Imperium Games
- Founded: 1996
- Founder: Marc Miller
- Defunct: 1998
- Products: Marc Miller's Traveller

= Imperium Games =

Game company

Imperium Games was an American game company that produced role-playing games and game supplements.

==History==
Marc W. Miller partnered with Sweetpea Entertainment to license his science-fiction property Traveller in exchange for funding to get Imperium Games running in February 1996, as a new publisher solely dedicated to Traveller material, beginning with a new, fourth edition of the game titled Marc Miller's Traveller, commonly abbreviated T4. Sweetpea advanced Imperium Games seed money to launch in exchange for equity and media rights.

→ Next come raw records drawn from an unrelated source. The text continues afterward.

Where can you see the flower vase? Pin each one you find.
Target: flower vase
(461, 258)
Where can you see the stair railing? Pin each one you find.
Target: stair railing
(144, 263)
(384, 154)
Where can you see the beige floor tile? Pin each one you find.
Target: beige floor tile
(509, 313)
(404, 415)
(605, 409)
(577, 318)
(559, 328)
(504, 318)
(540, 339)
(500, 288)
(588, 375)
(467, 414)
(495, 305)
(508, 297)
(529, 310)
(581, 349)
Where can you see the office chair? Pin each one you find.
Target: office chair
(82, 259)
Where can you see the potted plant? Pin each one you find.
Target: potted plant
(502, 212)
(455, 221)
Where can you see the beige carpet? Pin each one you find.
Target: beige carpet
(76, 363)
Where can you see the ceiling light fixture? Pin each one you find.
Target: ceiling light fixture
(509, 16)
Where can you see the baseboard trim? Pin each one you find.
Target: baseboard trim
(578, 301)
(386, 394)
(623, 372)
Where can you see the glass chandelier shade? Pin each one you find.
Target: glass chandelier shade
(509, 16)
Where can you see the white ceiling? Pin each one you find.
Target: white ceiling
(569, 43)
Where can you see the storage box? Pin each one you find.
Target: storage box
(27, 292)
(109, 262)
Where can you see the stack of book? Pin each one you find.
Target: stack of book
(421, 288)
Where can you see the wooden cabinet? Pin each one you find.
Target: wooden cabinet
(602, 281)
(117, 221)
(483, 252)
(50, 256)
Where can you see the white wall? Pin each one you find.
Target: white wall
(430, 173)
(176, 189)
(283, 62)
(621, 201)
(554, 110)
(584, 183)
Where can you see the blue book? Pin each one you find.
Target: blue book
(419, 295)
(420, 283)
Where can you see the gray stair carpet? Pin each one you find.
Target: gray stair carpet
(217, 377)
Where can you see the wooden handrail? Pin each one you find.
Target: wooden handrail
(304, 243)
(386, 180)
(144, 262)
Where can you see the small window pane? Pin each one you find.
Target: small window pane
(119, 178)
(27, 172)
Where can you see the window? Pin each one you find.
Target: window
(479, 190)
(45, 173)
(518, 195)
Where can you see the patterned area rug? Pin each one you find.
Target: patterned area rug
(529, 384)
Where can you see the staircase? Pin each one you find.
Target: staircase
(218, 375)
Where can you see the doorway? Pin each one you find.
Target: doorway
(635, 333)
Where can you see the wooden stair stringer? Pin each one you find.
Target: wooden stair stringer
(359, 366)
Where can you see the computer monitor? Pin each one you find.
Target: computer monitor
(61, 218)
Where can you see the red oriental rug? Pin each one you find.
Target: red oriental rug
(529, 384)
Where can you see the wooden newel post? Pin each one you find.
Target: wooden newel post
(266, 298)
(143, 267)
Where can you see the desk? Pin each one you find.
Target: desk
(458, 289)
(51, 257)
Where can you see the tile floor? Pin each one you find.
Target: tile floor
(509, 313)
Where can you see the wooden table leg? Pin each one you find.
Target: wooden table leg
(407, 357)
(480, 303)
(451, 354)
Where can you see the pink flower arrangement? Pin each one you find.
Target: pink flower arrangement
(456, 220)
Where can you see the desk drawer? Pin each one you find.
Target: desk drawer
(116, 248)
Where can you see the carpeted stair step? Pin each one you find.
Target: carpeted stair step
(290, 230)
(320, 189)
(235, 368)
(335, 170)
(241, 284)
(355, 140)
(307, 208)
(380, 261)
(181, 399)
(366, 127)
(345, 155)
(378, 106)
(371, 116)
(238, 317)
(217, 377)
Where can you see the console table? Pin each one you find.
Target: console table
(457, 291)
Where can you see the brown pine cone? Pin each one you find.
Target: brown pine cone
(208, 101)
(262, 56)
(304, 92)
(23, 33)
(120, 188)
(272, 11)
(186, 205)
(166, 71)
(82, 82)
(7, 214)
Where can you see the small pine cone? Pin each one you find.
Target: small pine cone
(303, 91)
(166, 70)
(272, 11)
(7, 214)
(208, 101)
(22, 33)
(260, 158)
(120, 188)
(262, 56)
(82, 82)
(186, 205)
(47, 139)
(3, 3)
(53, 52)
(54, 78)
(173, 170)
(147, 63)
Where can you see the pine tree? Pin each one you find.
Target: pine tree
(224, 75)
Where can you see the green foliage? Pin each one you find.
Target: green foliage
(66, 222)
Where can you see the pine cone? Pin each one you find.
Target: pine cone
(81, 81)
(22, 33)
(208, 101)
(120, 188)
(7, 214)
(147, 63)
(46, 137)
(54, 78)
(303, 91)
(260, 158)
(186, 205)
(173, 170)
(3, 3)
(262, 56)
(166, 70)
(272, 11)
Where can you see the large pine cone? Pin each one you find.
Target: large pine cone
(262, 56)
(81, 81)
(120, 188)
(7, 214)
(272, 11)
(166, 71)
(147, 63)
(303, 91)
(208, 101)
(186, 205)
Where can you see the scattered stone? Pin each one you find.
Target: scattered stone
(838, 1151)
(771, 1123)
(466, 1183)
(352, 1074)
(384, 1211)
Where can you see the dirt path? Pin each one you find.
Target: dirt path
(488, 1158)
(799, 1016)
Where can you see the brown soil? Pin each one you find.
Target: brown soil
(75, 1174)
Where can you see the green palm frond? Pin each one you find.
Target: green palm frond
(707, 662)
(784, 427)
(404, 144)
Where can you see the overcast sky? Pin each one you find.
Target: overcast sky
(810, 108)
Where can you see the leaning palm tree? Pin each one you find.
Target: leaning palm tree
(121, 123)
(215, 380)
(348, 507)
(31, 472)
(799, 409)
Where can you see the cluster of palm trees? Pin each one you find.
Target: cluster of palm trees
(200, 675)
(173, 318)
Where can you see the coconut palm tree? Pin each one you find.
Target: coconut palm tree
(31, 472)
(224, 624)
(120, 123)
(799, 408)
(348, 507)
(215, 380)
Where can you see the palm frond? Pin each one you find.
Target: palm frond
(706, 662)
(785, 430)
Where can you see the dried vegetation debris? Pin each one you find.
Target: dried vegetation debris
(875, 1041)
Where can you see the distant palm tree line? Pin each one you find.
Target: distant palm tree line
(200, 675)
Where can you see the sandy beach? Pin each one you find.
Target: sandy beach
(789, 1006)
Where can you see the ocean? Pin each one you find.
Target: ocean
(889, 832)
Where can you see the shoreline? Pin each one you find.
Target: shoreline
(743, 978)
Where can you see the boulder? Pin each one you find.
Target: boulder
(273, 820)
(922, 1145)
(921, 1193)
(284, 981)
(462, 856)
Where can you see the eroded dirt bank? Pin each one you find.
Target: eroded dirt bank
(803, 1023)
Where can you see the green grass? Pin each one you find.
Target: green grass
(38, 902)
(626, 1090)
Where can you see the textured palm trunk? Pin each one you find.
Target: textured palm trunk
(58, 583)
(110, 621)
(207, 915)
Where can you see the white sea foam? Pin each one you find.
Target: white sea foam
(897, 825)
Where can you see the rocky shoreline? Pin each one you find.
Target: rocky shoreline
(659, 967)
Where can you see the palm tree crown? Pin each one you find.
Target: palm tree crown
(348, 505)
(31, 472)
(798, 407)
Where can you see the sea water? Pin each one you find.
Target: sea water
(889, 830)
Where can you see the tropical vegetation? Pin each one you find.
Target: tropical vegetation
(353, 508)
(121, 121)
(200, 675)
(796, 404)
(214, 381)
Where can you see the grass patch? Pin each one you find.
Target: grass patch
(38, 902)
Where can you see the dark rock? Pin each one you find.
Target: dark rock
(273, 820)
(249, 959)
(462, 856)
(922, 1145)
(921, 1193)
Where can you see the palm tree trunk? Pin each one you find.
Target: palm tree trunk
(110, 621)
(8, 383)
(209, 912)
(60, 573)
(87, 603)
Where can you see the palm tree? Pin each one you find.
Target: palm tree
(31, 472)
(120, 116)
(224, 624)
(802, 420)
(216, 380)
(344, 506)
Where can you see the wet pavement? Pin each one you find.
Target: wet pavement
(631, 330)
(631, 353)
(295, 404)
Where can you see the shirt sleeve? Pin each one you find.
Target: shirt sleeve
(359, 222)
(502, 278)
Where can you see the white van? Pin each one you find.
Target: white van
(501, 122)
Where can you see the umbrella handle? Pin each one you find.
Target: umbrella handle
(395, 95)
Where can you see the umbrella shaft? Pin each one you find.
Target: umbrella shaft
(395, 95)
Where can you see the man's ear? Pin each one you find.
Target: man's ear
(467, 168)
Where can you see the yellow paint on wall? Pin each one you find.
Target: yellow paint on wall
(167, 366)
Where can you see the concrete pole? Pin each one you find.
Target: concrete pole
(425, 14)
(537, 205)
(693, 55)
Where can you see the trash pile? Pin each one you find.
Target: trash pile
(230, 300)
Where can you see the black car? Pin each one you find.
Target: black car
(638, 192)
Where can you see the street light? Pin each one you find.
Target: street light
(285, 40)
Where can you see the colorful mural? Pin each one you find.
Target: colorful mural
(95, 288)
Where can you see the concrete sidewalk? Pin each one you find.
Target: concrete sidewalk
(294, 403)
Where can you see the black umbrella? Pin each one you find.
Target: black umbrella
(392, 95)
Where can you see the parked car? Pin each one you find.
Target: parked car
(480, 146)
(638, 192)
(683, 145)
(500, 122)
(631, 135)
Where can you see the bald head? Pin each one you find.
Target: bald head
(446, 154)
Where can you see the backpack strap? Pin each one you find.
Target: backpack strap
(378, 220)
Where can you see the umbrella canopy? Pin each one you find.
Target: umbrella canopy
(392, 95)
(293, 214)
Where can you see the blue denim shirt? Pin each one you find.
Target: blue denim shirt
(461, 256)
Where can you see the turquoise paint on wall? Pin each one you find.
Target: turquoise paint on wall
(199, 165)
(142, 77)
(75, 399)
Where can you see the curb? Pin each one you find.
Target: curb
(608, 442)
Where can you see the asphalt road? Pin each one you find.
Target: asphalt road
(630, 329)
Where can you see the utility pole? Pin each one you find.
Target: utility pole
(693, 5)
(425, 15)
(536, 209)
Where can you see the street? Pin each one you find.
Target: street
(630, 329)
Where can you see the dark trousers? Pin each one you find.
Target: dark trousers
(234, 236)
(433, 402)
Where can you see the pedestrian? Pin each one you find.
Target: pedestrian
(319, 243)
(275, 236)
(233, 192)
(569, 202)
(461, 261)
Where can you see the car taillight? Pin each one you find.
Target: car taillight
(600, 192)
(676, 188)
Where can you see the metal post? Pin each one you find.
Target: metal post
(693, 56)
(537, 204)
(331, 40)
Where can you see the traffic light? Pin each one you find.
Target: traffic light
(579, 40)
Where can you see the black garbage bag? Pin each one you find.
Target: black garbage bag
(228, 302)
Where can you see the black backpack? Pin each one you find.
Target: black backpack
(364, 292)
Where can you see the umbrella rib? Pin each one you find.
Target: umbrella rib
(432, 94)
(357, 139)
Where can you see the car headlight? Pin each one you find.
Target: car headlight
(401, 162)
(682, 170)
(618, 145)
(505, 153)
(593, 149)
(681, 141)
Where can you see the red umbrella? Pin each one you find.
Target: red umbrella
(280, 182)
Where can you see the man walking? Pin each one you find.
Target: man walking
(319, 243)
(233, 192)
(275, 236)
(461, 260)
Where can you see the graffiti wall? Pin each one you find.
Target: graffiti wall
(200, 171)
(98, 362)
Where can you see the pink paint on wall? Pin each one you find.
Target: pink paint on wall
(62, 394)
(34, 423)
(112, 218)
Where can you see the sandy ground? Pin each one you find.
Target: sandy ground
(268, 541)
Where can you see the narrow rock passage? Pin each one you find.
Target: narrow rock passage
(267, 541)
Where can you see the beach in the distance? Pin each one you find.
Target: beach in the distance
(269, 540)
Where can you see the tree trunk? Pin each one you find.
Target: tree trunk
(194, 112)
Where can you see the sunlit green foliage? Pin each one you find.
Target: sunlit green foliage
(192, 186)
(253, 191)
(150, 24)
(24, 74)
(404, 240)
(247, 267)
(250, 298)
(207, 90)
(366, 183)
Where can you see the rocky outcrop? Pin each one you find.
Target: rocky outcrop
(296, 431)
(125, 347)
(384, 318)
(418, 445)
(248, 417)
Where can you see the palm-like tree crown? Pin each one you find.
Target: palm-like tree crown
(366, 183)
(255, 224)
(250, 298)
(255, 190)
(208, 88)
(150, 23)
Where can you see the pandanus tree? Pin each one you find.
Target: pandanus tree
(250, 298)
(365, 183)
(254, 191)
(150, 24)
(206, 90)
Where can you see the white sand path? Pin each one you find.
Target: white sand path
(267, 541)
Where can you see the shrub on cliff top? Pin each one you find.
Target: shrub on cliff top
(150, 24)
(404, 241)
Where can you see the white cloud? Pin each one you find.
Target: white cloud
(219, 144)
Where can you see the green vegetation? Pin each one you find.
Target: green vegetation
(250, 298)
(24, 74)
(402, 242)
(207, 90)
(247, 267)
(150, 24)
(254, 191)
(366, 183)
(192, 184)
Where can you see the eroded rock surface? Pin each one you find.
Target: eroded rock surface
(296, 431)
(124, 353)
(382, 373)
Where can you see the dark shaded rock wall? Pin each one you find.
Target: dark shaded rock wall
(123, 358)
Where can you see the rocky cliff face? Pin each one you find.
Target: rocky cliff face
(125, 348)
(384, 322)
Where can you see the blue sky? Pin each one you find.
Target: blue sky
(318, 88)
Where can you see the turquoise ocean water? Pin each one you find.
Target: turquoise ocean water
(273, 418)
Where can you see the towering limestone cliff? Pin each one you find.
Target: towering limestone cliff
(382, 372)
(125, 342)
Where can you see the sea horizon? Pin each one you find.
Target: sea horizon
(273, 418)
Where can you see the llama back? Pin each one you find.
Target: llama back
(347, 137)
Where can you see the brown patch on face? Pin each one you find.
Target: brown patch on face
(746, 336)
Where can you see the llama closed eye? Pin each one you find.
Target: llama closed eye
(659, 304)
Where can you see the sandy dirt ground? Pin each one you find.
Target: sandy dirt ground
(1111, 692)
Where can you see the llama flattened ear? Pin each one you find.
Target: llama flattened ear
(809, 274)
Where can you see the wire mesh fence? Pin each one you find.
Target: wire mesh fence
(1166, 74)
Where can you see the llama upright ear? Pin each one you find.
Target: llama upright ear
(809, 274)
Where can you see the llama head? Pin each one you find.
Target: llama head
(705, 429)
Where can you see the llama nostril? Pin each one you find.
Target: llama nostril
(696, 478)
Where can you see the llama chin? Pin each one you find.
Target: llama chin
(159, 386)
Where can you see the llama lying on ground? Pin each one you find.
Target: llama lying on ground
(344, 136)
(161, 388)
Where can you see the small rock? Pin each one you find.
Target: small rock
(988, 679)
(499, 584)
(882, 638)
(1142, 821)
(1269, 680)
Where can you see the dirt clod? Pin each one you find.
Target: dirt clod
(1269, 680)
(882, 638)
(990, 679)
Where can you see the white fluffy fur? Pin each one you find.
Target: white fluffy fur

Lester W. Smith and Timothy Brown, former employees of original Traveller publisher Game Designers' Workshop (GDW), came to work for Imperium Games. Don Perrin also designed role playing products for Traveller. Larry Elmore created most of the black-and-white artwork for Marc Miller's Traveller. Chris Foss created much of the color concept art for the new edition of Traveller, produced 12 pages of artwork for the edition's first supplement, Starships, and illustrated a number of covers for the line.

When Sweetpea Entertainment bought out the stock of the many creators who had worked on T4 and took over some of the day-to-day operations of the company, Timothy Brown took the helm of Imperium Games under Sweetpea's guidance, and was now the only official staff for Imperium, with others acting as freelancers.